Users of operating systems that have been around for 30+ years (like VMS) which had extensive facilities to recover data from bad tapes are starting to question the conventional wisdom of leaving those facilities enabled. Some discussion here.

AndyUKG · Sep 6, 2010

Terry_Kennedy said:
Modern tape drives that anybody is going to use (LTO, DLT, and so on) have extensive error detection and correction logic.

Users of operating systems that have been around for 30+ years (like VMS) which had extensive facilities to recover data from bad tapes are starting to question the conventional wisdom of leaving those facilities enabled. Some discussion here.

If its critical to have a good copy of your backup data, you will make multiple copies to tape (just like storing critical data on disk). You have no idea when a tape might go wrong and break or whatever...

da1 · Sep 6, 2010

AndyUKG said:
If its critical to have a good copy of your backup data, you will make multiple copies to tape (just like storing critical data on disk). You have no idea when a tape might go wrong and break or whatever...

my point exactly.

due to my line of work, I see it every day. The latest and greatest fail too, no matter what super-mega-ultra $#it technology they use. The best way is to have a copy of the copy.
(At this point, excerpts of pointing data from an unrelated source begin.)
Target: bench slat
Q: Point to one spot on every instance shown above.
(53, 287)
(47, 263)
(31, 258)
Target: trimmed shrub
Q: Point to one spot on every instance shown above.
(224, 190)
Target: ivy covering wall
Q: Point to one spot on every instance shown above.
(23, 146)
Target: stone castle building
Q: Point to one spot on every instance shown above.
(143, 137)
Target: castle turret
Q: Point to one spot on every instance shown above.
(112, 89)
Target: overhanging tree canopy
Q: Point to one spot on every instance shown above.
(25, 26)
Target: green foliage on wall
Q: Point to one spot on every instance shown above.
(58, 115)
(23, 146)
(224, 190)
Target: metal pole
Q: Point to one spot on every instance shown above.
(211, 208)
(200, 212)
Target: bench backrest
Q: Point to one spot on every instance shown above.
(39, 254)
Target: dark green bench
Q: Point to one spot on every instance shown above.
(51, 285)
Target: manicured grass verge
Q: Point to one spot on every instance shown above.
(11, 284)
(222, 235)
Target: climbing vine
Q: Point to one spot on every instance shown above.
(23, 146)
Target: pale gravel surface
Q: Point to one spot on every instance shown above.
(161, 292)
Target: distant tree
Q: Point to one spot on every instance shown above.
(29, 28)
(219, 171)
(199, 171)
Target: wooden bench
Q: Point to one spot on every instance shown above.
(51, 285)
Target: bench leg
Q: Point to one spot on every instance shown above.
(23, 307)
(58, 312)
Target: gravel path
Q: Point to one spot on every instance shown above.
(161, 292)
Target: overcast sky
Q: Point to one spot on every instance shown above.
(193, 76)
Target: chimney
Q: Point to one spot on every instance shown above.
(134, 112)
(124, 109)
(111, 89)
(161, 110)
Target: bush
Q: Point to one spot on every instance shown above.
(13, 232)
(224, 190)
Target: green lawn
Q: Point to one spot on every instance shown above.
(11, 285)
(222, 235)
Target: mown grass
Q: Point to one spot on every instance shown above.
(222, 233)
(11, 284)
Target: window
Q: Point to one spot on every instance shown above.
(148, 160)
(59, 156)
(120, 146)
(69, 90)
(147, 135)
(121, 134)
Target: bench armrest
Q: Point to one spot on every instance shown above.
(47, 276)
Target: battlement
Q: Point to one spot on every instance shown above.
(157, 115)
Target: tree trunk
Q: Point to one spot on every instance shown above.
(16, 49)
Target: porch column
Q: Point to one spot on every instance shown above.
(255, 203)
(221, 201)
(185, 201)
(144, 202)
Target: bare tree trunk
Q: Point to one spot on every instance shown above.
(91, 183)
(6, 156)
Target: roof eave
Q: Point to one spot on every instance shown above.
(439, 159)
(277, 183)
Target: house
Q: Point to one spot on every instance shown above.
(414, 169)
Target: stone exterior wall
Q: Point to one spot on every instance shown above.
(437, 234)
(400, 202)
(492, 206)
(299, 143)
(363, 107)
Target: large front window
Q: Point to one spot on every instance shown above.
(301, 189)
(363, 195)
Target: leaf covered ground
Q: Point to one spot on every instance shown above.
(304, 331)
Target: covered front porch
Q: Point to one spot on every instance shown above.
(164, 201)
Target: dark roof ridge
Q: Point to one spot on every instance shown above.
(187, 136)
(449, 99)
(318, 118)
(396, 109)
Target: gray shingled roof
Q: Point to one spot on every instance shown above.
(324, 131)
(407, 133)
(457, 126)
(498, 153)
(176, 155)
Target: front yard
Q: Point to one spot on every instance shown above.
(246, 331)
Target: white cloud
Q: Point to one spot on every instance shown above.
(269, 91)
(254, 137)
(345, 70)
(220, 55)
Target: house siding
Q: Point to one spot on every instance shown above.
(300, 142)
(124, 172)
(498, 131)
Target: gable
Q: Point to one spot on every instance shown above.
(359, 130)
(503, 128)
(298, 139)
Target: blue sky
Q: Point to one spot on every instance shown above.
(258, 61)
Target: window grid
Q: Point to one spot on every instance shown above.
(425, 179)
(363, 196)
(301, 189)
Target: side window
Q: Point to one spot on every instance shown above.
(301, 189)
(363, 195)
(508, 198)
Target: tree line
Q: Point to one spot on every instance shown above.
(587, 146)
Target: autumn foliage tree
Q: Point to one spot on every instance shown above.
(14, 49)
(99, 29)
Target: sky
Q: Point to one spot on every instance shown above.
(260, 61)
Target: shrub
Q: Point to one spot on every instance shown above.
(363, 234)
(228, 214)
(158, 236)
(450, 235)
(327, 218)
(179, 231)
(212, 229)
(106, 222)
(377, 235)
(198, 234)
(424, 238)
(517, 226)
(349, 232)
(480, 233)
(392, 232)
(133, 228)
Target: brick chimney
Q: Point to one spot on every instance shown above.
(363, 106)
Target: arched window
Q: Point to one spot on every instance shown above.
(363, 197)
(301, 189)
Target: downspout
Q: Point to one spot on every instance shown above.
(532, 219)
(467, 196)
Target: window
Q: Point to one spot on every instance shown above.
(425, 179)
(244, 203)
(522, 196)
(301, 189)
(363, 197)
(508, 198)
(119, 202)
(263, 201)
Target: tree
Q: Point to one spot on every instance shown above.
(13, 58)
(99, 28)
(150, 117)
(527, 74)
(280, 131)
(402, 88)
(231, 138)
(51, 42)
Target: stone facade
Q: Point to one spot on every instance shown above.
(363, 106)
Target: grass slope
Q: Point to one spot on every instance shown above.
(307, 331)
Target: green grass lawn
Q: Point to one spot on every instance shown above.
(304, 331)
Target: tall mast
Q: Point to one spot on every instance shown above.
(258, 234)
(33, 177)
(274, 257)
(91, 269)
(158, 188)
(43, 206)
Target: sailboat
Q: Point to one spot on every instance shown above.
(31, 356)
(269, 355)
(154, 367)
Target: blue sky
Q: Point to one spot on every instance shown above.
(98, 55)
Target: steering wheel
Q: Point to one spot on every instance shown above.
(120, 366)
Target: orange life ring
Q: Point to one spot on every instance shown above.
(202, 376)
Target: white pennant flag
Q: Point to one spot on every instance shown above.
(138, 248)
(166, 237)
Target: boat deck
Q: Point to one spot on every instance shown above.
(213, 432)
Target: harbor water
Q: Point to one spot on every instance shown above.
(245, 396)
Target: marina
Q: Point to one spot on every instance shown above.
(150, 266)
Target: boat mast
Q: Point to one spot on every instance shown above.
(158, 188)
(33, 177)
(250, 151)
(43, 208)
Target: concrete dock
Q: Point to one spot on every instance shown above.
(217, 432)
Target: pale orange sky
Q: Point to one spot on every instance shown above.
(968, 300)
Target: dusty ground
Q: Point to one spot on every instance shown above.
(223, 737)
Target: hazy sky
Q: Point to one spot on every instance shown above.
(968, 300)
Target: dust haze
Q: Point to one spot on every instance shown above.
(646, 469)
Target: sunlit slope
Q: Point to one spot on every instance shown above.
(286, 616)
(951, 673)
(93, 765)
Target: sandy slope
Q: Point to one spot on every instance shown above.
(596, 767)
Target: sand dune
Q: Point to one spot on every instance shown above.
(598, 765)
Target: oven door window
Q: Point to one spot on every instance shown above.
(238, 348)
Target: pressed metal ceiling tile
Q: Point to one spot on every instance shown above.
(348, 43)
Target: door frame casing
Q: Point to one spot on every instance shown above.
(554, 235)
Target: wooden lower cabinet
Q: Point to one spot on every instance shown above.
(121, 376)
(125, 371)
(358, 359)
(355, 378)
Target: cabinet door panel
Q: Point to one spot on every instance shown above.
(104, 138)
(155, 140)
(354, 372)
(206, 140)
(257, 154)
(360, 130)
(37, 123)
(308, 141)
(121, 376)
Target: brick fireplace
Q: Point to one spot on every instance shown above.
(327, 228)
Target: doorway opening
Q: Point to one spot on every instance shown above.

At work we have 3 copies (1 disk + 2 tape pools (primary/copy pool)). And even so, some tapes go to hell.

Bottom line .. better safe than sorry when it comes to keeping backups.

Terry_Kennedy · Sep 7, 2010

da1 said:
Bottom line .. better safe than sorry when it comes to keeping backups.

Indeed. That's why I was so surprised to discover that there's no simple backup solution for large ZFS pools - I would have thought that Sun (at least) would have had a proper backup utility.

da1 · Sep 7, 2010

AFAIK, SUN has no such thing.

For all our SUN machines we have TSM (IBM/SUN libraries)

AndyUKG · Sep 7, 2010

Terry_Kennedy said:
Indeed. That's why I was so surprised to discover that there's no simple backup solution for large ZFS pools - I would have thought that Sun (at least) would have had a proper backup utility.

People who pay for Sun kit generally also pay (alot) for their backup solution. Sun will be very happy to resell you Veritas NetBackup or Legato Networker etc. As for free or open source solutions, they Sun dont have anything in that space.

phoenix · Sep 7, 2010

Terry_Kennedy said:
Indeed. That's why I was so surprised to discover that there's no simple backup solution for large ZFS pools - I would have thought that Sun (at least) would have had a proper backup utility.

They do have a solution, it's called "a second pool configuration" that you "zfs send/recv" data to. And you create as many "secondary pools" as you need, for off-site, redundant backups.